Yesterday's editorial pointed out that Harvard, a leader in American education, must not ignore the expansion problem that looms before every college and university in the country. To renounce responsibility in this way would be to renounce leadership itself. But national responsibility does not imply--as many expansion advocates, including the Overseers' Committee to Visit Harvard College, seem to assume--that the University's obligation to the country is solely a numerical one. It is not necessarily true that Harvard, as the number of college applicants skyrockets in the coming decades, should try to keep up with the trend by admitting more students each year--just as the Ford Motor Company, reacting to an increased demand for automobiles, might add another assembly line. Education is not that kind of process.
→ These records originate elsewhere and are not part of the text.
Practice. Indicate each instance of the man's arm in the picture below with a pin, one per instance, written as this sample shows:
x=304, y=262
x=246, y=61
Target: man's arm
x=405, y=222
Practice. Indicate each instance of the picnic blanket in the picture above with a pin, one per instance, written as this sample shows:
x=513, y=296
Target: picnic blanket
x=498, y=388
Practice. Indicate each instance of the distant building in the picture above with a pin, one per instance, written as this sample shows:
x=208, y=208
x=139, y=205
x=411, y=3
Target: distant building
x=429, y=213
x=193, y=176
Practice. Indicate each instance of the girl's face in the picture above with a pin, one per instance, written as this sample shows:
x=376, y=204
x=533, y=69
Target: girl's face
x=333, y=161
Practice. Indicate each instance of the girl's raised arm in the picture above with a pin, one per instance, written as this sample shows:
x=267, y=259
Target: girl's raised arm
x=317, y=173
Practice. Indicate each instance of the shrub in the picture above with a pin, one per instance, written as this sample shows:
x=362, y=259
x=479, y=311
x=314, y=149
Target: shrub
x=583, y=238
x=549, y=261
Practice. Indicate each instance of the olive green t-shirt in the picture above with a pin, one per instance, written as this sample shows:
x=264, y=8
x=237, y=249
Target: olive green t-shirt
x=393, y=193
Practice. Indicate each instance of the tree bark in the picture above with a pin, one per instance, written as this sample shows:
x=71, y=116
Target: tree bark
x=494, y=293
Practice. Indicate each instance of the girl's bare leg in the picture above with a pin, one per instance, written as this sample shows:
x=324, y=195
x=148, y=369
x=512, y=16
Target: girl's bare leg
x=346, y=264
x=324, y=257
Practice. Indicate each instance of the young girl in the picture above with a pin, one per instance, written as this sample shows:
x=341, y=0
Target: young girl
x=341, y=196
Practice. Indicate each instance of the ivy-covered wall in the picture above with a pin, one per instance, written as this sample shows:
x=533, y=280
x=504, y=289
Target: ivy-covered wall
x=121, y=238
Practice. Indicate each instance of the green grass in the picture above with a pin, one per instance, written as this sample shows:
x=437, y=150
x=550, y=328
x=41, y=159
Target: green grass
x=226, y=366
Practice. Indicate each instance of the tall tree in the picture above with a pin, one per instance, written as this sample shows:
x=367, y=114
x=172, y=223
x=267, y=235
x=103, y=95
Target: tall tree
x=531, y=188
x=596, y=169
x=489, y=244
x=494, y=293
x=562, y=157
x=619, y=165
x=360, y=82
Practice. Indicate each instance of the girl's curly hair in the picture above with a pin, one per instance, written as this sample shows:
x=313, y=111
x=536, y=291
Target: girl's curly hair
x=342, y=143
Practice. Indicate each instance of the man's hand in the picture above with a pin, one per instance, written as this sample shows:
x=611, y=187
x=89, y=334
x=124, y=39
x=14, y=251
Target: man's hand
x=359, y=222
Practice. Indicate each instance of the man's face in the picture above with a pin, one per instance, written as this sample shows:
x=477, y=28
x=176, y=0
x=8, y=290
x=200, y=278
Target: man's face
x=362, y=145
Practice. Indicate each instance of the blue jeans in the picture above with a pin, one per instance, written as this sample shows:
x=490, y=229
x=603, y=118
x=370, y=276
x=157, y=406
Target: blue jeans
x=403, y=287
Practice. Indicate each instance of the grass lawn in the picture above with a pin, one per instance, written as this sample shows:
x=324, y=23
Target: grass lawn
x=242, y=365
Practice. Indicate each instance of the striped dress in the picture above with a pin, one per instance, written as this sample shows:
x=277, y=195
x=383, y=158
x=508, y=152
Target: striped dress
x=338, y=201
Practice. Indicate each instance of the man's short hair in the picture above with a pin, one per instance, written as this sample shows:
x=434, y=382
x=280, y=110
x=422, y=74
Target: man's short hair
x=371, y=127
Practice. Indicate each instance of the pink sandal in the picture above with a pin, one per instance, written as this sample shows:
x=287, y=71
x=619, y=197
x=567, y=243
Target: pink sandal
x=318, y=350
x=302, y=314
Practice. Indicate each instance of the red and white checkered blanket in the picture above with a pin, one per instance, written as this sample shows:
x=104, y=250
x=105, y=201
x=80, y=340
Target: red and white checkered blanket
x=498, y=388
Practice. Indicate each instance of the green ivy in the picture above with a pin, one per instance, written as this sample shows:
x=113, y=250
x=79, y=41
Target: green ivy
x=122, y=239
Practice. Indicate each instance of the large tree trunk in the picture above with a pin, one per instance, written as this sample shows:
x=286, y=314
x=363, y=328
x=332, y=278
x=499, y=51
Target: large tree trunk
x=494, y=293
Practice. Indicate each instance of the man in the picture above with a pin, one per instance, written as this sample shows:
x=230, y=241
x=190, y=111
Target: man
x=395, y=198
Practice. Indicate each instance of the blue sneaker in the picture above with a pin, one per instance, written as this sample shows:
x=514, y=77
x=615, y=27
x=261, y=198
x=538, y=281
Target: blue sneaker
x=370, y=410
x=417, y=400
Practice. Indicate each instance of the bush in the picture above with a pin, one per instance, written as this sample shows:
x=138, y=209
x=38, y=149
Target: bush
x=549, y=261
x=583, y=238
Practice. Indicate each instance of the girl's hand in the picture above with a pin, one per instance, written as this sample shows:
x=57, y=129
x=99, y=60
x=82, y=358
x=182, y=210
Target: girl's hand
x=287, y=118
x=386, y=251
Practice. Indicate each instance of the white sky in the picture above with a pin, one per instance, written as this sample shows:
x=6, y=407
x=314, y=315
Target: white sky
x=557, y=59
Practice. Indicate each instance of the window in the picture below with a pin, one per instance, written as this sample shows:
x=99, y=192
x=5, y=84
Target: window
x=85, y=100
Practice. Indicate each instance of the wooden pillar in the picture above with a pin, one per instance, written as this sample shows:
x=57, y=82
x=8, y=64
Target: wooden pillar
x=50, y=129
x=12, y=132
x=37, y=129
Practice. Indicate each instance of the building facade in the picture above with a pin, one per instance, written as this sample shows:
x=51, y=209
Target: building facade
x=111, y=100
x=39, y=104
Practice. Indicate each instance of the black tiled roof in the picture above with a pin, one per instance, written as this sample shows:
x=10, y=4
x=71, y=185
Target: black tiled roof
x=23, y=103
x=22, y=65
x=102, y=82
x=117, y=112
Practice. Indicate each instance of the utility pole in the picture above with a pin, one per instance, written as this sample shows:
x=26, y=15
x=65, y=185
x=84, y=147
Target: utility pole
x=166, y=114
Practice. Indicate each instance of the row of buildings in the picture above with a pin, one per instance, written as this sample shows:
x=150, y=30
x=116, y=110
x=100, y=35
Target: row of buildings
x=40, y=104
The University has won its position of leadership not through the number of men it has graduated--many institutions have turned out more--but through the excellence of its teaching and educational policies. Harvard's responsibility in face of rising national demand, therefore, may involve improving the quality of American education just as much as it implies increasing the number that are educated.
State Is Not Ideal
Ideally, the College could certainly perform a service to the nation by increasing its enrollment and at the same time maintaining high standards. But the current state of American education is far from ideal. Indeed, the troubles that confront colleges and universities in the country are such that for at least the next several years--barring the endowment miracle mentioned yesterday--Harvard can make its most valuable contribution to the nation only by putting aside any thought of immediate expansion.
The increasing difficulty of educating merely those students already in college is well known. Inflation has brought higher costs for personnel and physical facilities, which have led to rises in tuition, which in turn have necessitated larger scholarship funds. Every phase of a college's operation demands more money. Faculty members, meanwhile, have seen the real value of their salaries decrease steadily while income in other professions has soared upward, so that good college teachers are becoming harder and harder to recruit. Thus, the nation's colleges and universities are already up to their neck in financial troubles; at this point the approaching wave of war babies, forcing lowered standards of teaching and facilities, could easily drown American education in a flood of mediocrity.
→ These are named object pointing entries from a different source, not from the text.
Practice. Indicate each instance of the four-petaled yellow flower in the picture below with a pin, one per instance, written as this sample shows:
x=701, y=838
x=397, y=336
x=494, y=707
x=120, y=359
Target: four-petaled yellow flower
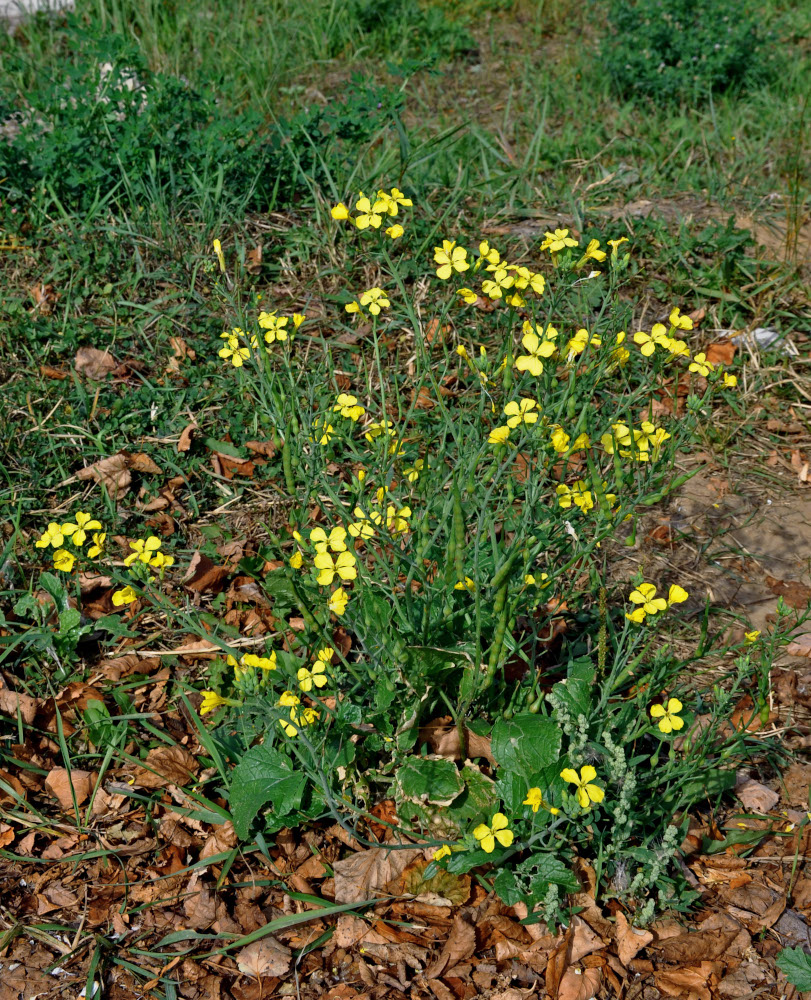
x=536, y=348
x=348, y=406
x=125, y=596
x=338, y=601
x=536, y=801
x=520, y=412
x=308, y=677
x=53, y=535
x=78, y=532
x=558, y=240
x=144, y=551
x=700, y=365
x=234, y=353
x=450, y=258
x=64, y=560
x=645, y=597
x=497, y=831
x=344, y=566
x=668, y=717
x=586, y=791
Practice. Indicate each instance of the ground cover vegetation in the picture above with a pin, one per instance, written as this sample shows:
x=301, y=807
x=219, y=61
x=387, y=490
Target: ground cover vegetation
x=342, y=365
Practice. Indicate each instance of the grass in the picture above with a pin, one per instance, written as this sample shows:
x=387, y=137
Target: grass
x=497, y=123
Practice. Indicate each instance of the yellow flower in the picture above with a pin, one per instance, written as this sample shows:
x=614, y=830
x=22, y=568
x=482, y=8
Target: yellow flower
x=98, y=544
x=536, y=348
x=700, y=365
x=679, y=322
x=307, y=678
x=335, y=540
x=338, y=601
x=520, y=412
x=344, y=566
x=78, y=532
x=494, y=287
x=499, y=435
x=668, y=716
x=125, y=596
x=497, y=831
x=558, y=240
x=274, y=326
x=143, y=550
x=64, y=560
x=212, y=700
x=234, y=353
x=586, y=792
x=559, y=438
x=53, y=535
x=450, y=258
x=535, y=800
x=348, y=406
x=323, y=428
x=370, y=214
x=220, y=255
x=645, y=597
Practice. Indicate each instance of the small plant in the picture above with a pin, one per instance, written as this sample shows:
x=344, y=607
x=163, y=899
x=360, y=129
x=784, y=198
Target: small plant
x=682, y=50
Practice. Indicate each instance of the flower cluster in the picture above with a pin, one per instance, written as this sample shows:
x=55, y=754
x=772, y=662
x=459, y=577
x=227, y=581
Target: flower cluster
x=372, y=214
x=648, y=604
x=77, y=532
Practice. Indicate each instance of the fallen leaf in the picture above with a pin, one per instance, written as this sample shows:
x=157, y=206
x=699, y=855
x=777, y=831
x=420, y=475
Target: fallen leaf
x=11, y=703
x=171, y=766
x=364, y=874
x=95, y=364
x=60, y=781
x=722, y=352
x=755, y=796
x=267, y=957
x=461, y=944
x=630, y=940
x=184, y=441
x=204, y=576
x=113, y=473
x=578, y=984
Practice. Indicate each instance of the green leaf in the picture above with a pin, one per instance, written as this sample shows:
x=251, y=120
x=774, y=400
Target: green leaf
x=795, y=964
x=263, y=775
x=429, y=779
x=526, y=743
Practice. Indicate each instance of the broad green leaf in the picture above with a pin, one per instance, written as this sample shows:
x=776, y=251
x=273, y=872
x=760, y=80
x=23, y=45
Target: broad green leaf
x=263, y=775
x=526, y=743
x=795, y=965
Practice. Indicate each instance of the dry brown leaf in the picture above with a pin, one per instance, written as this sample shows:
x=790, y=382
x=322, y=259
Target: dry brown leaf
x=630, y=940
x=579, y=984
x=113, y=473
x=59, y=782
x=204, y=576
x=171, y=766
x=95, y=364
x=267, y=957
x=721, y=353
x=11, y=703
x=755, y=796
x=363, y=875
x=461, y=944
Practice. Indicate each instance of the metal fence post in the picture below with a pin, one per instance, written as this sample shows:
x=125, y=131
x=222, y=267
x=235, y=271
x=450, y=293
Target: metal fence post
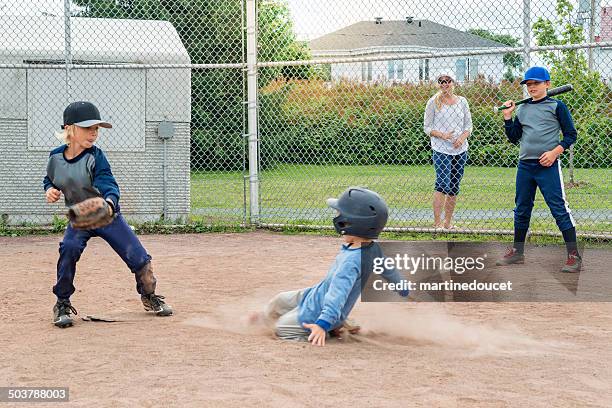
x=252, y=110
x=526, y=37
x=67, y=49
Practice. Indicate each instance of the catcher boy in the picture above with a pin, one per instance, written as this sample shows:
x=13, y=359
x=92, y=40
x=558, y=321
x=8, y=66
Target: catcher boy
x=80, y=171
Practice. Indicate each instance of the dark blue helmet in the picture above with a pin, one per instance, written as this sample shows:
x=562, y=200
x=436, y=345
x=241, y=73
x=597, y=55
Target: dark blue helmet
x=362, y=213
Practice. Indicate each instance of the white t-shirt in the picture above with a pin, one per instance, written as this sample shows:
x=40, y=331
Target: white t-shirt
x=454, y=118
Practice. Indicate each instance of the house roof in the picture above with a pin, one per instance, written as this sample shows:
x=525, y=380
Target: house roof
x=93, y=40
x=419, y=33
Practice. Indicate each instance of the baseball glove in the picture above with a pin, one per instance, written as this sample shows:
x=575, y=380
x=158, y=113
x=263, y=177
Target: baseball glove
x=90, y=214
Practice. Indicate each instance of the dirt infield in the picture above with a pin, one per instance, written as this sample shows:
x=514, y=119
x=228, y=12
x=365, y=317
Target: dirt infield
x=412, y=354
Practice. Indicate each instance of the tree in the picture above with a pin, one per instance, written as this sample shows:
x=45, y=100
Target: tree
x=512, y=60
x=588, y=100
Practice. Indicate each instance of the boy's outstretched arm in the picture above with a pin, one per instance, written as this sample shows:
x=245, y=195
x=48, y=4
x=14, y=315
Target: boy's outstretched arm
x=333, y=302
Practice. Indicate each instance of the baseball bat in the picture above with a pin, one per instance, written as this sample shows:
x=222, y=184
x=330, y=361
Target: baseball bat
x=551, y=92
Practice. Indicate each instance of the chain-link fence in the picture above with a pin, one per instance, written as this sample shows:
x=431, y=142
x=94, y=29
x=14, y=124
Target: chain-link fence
x=269, y=107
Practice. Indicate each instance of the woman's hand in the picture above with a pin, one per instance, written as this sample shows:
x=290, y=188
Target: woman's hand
x=447, y=135
x=460, y=140
x=53, y=194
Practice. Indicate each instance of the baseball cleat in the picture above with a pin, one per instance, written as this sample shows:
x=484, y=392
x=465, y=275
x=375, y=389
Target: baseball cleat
x=511, y=257
x=61, y=314
x=154, y=303
x=573, y=263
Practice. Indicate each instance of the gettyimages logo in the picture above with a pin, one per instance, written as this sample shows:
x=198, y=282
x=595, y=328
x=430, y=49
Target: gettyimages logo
x=410, y=264
x=467, y=272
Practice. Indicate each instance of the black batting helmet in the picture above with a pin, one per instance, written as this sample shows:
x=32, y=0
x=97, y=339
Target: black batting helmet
x=362, y=213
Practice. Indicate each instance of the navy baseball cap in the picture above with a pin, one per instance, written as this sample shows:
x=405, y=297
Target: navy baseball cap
x=539, y=74
x=83, y=114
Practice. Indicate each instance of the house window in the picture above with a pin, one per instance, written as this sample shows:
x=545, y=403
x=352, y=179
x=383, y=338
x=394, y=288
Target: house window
x=472, y=68
x=424, y=69
x=460, y=68
x=395, y=70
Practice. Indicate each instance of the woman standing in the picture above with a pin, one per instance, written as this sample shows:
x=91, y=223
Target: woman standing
x=448, y=122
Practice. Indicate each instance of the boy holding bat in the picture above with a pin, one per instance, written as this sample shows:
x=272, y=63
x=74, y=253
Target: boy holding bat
x=536, y=129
Even Harvard, with a 450 million dollar endowment, the highest faculty salaries in the country, and a relatively good physical plant, has suffered from the financial squeeze and the difficulty of attracting good teachers. Houses are jammed, the Graduate School of Arts and Sciences is under-enrolled, scholarship funds are badly needed to cover both present costs and the impending rise in tuition, and all these factors combine to prevent the undergraduate from learning as much as he might. As yesterday's editorial emphasized, the College must not increase its enrollment until it has conquered these inadequacies.
Improving the Dwelling
But by putting its own house in order--and, indeed, improving the dwelling--Harvard can do more than merely protect its own standards. As a leader of American education, the University can influence colleges all over the country to better their own teaching and facilities--just as the Corporation's defiance of Senator McCarthy bolstered academic freedom on a nation-wide basis. If Harvard announced, for example, that it would not increase its enrollment at all until it had raised faculty salaries by twenty percent and built at least one new House, other institutions would likewise tend to raise their salaries (if only for competitive reasons) and in general to improve their standards. The Administration should take some such stand, assuring both Harvard people and the country as a whole that the College, though hoping and preparing to expand, will take that step only when it can handle the additional students without sacrificing its educational integrity.
Harvard and other private colleges may find, of course, that the cost of maintaining and raising educational standards precludes expansion in the foreseeable future. In this event, the proportion of American youths who attend college need not necessarily decline. State universities will increase their enrollments, and perhaps something like the two-year colleges suggested by President Emeritus James B. Conant could be set up. At any rate, Harvard, in insuring the high standards of American education, will have fulfilled its responsibility to the nation.